The demand on food banks in Canada is at an all time high. That’s according to a report done by Hunger Count 2016. In it, the numbers show a 33% jump in people relying on food banks in BC over the past 8 years. Of the 103, 464 people assisted since March, more than a third were children.
“It may mean in some instances children are going to school hungry,” says Professor of UNBC School of Social Work, Glen Schmidt. “Now some schools have breakfast or school lunch programs. We know that children don’t learn well when they are going to school on an empty stomach.”
According to Prince George food banks, the number of people accessing the service in our region is on the rise. “Over the last year we have seen about a 20-25% increase in the amount of people we are serving,” says President of the St. Vincent De Paul Society, Joe Creegan, “in terms of dealing out food and hampers to local people.”
The UNBC Food Bank is seeing barer shelves lately. President of the Northern Undergraduate Student Society (NUGSS), Arctica Cunningham, says “Based off of what I have noticed, our shelves have been emptying quite quickly… we have a cupboard that is located down the hall that is entirely anonymous. We are refilling that every 3-4 days which is quite significant.”

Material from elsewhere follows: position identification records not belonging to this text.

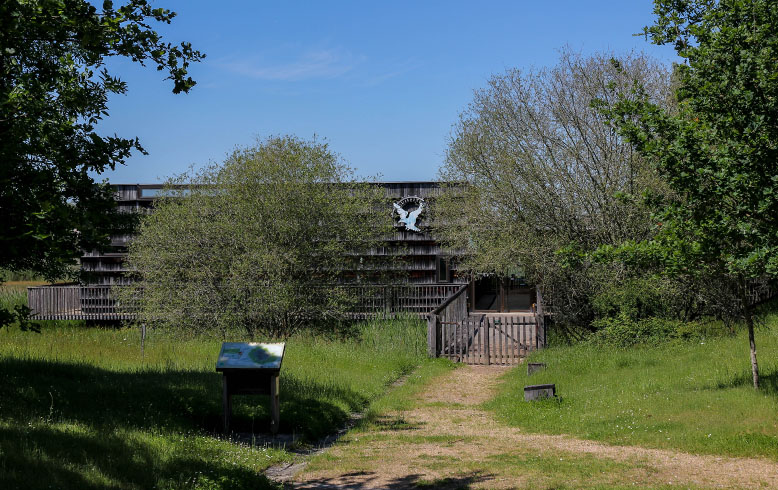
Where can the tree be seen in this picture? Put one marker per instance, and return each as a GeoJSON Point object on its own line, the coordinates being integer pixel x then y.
{"type": "Point", "coordinates": [719, 150]}
{"type": "Point", "coordinates": [543, 172]}
{"type": "Point", "coordinates": [54, 87]}
{"type": "Point", "coordinates": [263, 242]}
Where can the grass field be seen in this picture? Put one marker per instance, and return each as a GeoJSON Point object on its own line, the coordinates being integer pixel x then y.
{"type": "Point", "coordinates": [691, 396]}
{"type": "Point", "coordinates": [81, 408]}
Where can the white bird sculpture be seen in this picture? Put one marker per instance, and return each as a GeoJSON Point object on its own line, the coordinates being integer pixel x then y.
{"type": "Point", "coordinates": [409, 219]}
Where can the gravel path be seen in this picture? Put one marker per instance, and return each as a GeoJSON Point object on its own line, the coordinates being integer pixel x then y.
{"type": "Point", "coordinates": [448, 441]}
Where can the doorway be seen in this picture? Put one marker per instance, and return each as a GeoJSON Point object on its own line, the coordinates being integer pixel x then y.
{"type": "Point", "coordinates": [492, 294]}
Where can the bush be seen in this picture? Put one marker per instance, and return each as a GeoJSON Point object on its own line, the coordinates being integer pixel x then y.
{"type": "Point", "coordinates": [623, 331]}
{"type": "Point", "coordinates": [637, 298]}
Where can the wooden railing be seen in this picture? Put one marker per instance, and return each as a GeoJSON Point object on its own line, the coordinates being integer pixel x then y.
{"type": "Point", "coordinates": [452, 310]}
{"type": "Point", "coordinates": [495, 338]}
{"type": "Point", "coordinates": [76, 302]}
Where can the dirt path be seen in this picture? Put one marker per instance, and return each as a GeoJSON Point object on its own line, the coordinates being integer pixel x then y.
{"type": "Point", "coordinates": [446, 441]}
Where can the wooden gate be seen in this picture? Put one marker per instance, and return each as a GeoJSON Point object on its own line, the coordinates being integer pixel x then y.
{"type": "Point", "coordinates": [501, 340]}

While most charities rely on the Christmas season to replenish their supplies, UNBC is faced with a challenge. Most classes finish December 2nd. “We really aren’t receiving those Christmas food donations that most food banks rely on, ” says Cunningham. “Come January, a lot of our students are in their most vulnerable state because they have just had to pay for tuition for a whole new semester, and their student fees. Christmas is a very expensive time. A lot of them have been traveling home to see their families.”
The Hunger Count 2016 report calls on the federal government to quickly create a national poverty reduction strategy.